Walking up and down one incline to the next, we're on a mission. Rumored that this particular area features restaurants specializing in dog meat, from barbecue to soup. We finally find a restaurant that looks promising. "Big Dog" restaurant with paw prints on the window and door, this has to be it. We go in, sit down and look at the only Korean menu. While we wait for our server, we comment on the horrific stench inside. Finally the waiter comes over, greets us and asks what we'd be having. In Korea, we ask her if they have Kae go gi? Looking disgusted, she tells us "No." We leave, laughing at how unmistakably coincidental it was for that restaurant to not be a dog restaurant.
So the hunt continues, but by this point, we're starving! Finally, we come upon this putrid smell leaking from a small, fluorescently lit eatery. We cautiously walk inside and are greeted with what seems like disgusted, and judging glares. One of the guys in our small group asks the owner if they serve dog. She says yes and seats us at a stove top table.
The smell is almost unbearable. Not even one I can accurately describe. Somewhere between something unbelievably sour and spoiled meat. I'm getting nauseated now just trying to remember it. Never quite adjusting to the stench, I decide to still go through with it.
Even as a dog lover, I've always wanted to try this dish unique to Korea ever since I learned about it. So here it is. In the dog days of summer the six of us all foreign to South Korea are going to finally indulge in boshin tang.
The cook comes to our table, both hands full of a different cut of dog meat inquiring to which we'd prefer. Virginia, the Australian girl, freaks out and backs out, deciding she just can't go through with it!
Then the cook brings out a large table top pot and sets it to a boil in front of us. Some sort of broth with onions, scallions, garlic and some other vegetables are already inside. Then as that cooks, the lady cuts apart Lassie next to us and adds it to the boiling mixture. Much like a witch over a boiling cauldron, she says several foreign words as she adds and adds ingredients to her potion. Finally, she adds some strange, milky liquid and she's done! This last step is what really grossed us out; even more so than the wreaking stench and the dog meat!

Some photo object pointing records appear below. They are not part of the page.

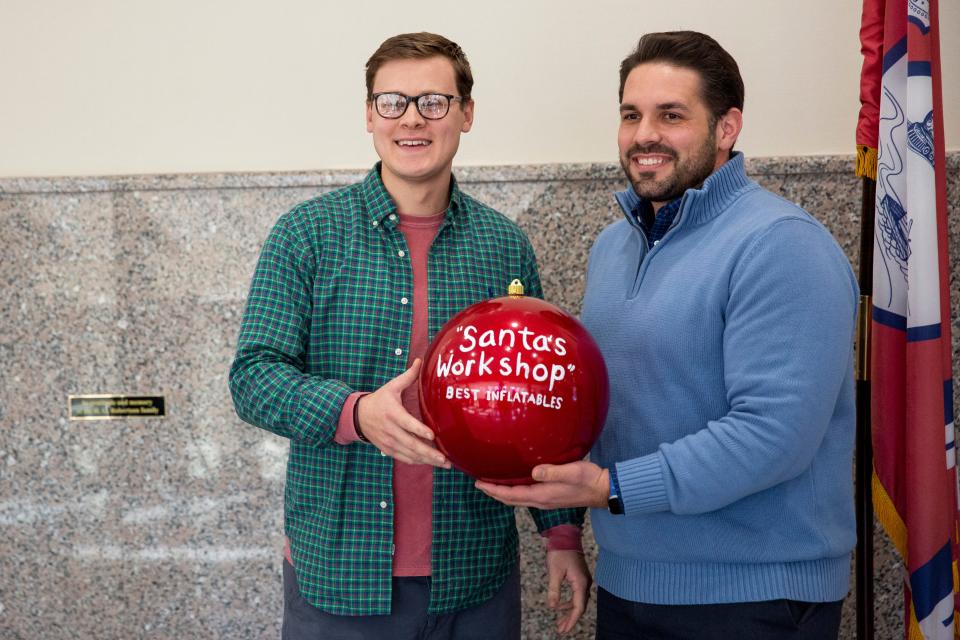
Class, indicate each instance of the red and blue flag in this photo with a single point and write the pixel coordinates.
(900, 137)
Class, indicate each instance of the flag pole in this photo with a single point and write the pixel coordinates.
(864, 444)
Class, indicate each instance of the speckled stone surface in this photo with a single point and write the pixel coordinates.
(171, 528)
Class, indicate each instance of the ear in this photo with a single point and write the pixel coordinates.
(728, 130)
(468, 108)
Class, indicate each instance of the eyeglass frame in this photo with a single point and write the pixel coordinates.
(413, 100)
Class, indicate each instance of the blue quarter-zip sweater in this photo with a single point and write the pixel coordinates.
(731, 422)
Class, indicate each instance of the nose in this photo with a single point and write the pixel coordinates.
(411, 117)
(646, 132)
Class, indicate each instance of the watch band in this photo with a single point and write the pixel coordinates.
(614, 502)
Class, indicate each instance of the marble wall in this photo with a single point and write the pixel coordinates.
(171, 527)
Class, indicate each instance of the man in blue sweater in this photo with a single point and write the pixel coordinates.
(721, 485)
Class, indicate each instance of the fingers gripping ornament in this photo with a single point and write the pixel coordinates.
(510, 383)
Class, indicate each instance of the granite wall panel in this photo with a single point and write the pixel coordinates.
(171, 527)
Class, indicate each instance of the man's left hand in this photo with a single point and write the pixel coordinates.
(577, 484)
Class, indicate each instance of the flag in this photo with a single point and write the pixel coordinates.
(914, 465)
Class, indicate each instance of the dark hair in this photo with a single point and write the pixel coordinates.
(720, 80)
(407, 46)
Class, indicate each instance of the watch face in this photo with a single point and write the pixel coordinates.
(615, 505)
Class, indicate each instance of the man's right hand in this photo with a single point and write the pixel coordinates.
(390, 428)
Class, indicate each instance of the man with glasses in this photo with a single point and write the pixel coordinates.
(385, 539)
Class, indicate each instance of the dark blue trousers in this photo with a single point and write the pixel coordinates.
(495, 619)
(619, 619)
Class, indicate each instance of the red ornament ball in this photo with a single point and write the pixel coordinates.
(510, 383)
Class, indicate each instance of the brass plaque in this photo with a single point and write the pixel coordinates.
(110, 407)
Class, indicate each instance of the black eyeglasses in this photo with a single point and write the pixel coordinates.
(432, 106)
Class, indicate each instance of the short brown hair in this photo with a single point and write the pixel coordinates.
(408, 46)
(720, 80)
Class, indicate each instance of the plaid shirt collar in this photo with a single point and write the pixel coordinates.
(382, 210)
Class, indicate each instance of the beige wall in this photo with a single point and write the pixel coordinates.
(129, 86)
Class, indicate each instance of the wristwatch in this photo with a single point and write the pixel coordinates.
(614, 503)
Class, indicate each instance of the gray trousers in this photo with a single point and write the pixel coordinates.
(495, 619)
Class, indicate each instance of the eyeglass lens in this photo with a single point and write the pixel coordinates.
(430, 105)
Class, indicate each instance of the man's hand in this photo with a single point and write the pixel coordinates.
(390, 428)
(569, 567)
(577, 484)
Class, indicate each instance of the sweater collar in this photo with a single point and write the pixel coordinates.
(703, 204)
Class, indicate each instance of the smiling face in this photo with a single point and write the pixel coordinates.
(417, 152)
(668, 139)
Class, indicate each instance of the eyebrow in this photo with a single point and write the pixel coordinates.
(665, 106)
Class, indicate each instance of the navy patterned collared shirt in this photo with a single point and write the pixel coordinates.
(656, 225)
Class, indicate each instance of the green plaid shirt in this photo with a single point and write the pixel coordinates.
(324, 319)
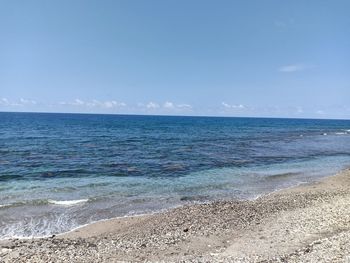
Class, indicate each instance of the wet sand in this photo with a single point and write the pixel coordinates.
(308, 223)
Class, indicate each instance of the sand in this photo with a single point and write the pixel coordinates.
(307, 223)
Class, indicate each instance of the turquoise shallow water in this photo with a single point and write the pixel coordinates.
(60, 171)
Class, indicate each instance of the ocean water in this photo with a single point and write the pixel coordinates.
(61, 171)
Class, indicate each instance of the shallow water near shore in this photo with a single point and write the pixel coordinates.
(60, 171)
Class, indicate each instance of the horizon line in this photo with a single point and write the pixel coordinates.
(167, 115)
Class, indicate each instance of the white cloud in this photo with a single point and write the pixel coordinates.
(293, 68)
(152, 105)
(95, 104)
(169, 105)
(184, 106)
(24, 101)
(233, 106)
(4, 101)
(78, 102)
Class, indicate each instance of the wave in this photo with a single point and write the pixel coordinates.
(341, 133)
(67, 202)
(39, 202)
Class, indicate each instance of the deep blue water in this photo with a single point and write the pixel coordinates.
(115, 165)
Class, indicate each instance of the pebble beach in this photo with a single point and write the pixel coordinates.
(307, 223)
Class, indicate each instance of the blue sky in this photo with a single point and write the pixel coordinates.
(184, 57)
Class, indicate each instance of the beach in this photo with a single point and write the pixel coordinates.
(307, 223)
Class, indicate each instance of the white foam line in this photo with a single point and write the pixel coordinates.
(68, 202)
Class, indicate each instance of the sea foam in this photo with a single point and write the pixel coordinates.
(68, 202)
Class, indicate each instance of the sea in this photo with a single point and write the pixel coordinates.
(62, 171)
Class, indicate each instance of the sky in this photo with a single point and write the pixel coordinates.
(268, 58)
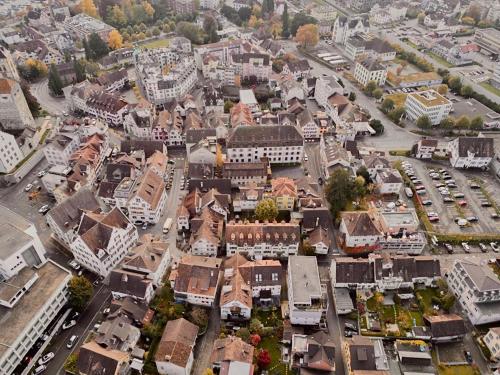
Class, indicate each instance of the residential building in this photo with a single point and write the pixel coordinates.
(280, 144)
(471, 152)
(262, 240)
(196, 280)
(370, 70)
(492, 342)
(103, 240)
(174, 355)
(33, 289)
(232, 355)
(313, 352)
(307, 299)
(427, 103)
(15, 113)
(10, 153)
(477, 288)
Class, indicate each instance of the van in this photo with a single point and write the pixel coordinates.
(167, 225)
(409, 192)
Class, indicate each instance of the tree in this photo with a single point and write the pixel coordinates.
(377, 93)
(387, 105)
(476, 123)
(377, 126)
(424, 122)
(466, 91)
(33, 104)
(266, 209)
(80, 291)
(115, 39)
(307, 36)
(299, 20)
(55, 82)
(263, 359)
(285, 21)
(97, 47)
(88, 7)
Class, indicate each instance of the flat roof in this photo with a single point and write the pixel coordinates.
(305, 278)
(13, 321)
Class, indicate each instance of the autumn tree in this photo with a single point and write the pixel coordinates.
(307, 36)
(115, 39)
(88, 7)
(266, 210)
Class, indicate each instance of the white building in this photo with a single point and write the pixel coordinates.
(10, 153)
(427, 103)
(370, 70)
(477, 288)
(263, 240)
(307, 298)
(471, 152)
(33, 289)
(103, 240)
(281, 144)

Now, its time to try this cruel concoction. We serve ourselves and mentally prepare as we blow cool the first bite. Surprisingly delicious, it tastes much like roast beef. The meat was striated and came apart like some types of cooked pork. The broth was my favorite part. It was satiated and hearty; a great soup, I imagine, in the winter time.
Finally, we decided we couldn't have anymore and agreed it probably wasn't a good idea to ask for a doggy bag. We paid and left. Never to return again. Our strange experience behind us. Happy I tried, certainly won't make it habit, and praying that all dogs do go to heaven.